The child owned the palm tree, not the land, (for the land might be communal to the whole family).

(2) The child was given a name. The mother was called to bring the child to the Obu. The Head of the family (the “Head” of a family in Oka was always the oldest male member of that family) received the child outside and took it in his arms round the Obu house once, and then brought it in.

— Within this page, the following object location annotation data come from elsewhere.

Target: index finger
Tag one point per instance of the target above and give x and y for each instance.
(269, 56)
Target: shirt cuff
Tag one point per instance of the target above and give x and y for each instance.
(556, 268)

Previously the Head of the family has ascertained from the father of the child what name he would give the child. He then said: “Our child, your name is Nwudealo” (or a girl’s name if a girl). He blessed the child and gave him a gift, and handed it back to the mother. The Head of the family could give a name of his own too to the child; the mother could give a name; and her family could also give a name. They said to the child, now in its mother’s arms: “Abuom ghu Nebuwa” (I give you the name Nebuwa), and so on. Each naming was followed by a gift. All these named belonged to the child, and it was thereafter known by whichever was the most popular. All those present gave gifts to the child, no matter how small; - this was known as “mkpo iru oma n “uwa”- starting the child off well on its earthly journey, with joyous gifts.

Before this ceremony, the child could not be taken into the Obu, but after it, it could be taken there any time. For a boy this was his first visit to the Obu which, if he was the first-born, he would later inherit.

On Cutting teeth: The teeth on the lower jaw must come out first. If the teeth of the upper jaw first appeared the child had done an unnatural act, and it was given away to the Nris, or just done away with. This was the second law the child must not transgress. The first law was that it must not come out of the womb feet first; if that happened it was killed. Variation from the known was heavily penalized! Mother tried to help their children by rubbing their lower gums to make the appearance of the lower teeth easier.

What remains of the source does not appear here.